J. William Stewart, an attorney with Hughes Tool Co., a supplier of drilling bits worldwide, says he expects some Arab nations to modify their boycott procedures but that some salss by U.S. companies will be lost - except in cases where other nations or companies cannot supply comparable goods.
Those who may be most affected by the new anti-boycott regulations may be small exporters for whom the amount of business does not warrant the chance of a violation. Breaches of the anti-boycott law carry a maximum penalty of $25,000 in fines and a one year prison term or both. Subsequent violations call for five years as well as a $50,000 fine or three times the value of the exports involved, whichever is greater.

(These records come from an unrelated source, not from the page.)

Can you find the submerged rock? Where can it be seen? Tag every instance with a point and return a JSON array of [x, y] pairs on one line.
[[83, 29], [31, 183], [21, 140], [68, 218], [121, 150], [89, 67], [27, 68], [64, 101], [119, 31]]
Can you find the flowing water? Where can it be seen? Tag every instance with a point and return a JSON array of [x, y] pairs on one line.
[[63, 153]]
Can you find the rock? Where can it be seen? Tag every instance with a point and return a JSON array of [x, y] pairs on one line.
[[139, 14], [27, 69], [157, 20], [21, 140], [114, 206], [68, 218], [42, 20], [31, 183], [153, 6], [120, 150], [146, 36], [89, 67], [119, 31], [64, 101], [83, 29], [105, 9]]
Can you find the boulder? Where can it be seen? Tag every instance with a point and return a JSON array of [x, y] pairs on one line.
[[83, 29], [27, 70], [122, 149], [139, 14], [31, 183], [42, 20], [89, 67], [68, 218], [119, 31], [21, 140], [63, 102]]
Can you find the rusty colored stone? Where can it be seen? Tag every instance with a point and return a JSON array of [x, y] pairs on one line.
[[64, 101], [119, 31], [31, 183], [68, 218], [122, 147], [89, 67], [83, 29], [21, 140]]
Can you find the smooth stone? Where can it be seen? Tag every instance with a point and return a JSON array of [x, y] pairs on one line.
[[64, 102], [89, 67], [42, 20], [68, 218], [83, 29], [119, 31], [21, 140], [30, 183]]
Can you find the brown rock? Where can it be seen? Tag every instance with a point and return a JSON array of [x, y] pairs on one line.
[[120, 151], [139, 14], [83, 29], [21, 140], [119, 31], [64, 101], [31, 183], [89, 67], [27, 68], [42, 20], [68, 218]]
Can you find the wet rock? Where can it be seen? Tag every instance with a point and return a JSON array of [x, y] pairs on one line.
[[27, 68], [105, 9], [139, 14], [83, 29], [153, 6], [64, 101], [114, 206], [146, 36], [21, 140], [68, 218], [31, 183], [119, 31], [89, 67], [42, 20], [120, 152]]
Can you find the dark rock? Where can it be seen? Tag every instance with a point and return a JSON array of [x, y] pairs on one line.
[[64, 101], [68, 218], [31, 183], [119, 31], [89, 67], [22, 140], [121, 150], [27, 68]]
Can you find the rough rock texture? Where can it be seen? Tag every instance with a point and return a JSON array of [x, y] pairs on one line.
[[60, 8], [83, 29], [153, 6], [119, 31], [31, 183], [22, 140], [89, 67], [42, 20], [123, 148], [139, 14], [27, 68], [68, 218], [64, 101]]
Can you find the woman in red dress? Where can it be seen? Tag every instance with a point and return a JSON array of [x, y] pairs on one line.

"It's devastating to a small company," says Atef Gamal-Eldin, president ot the American-Arab Chamber of Commerce here. Eldin, an American citizen, said companies not already doing business in the Middle East may also be closed out if Arab nations insist on such information as religion of owners, officials and directors as a condition of beginning to do business.
The United States exported goods worth $7.2 billion to the Arab nations in the first 11 months of 1977, compared with $6.3 billion in the same period of 1976. Israel in the first 11 months of 1976 imported $1.3 billion worth of goods from the United States and also $1.3 billion in the same 11 months of 1976.
One government analyst says that despite the boycott, both the Arabs and the Israelis have been able to import from the United States whatever they have been able to absorb into their economics. "What Israel has needed, Israel has been able to get," says Commerce's Hearn, and the growth in exports from this country to the Middle East has been consistent with Arab import capacity.
(For years, with little business between U.S. firms and the Arabs, the boycott was generally ignored, but after the 1973-74 oil embargo and the use by the Arabs of oil as a diplomatic weapon, companies have paid more attention to it.)
One person suggested that, with the jail terms and fines and new wariness on the part of U.S. contractors, a company may find it safer if less lucrative to just not do business in all parts of the Middle East - for example, refusing to deal with Israel on its own - an irony that would make the boycott more effective as a result of the anti-boycott legislation.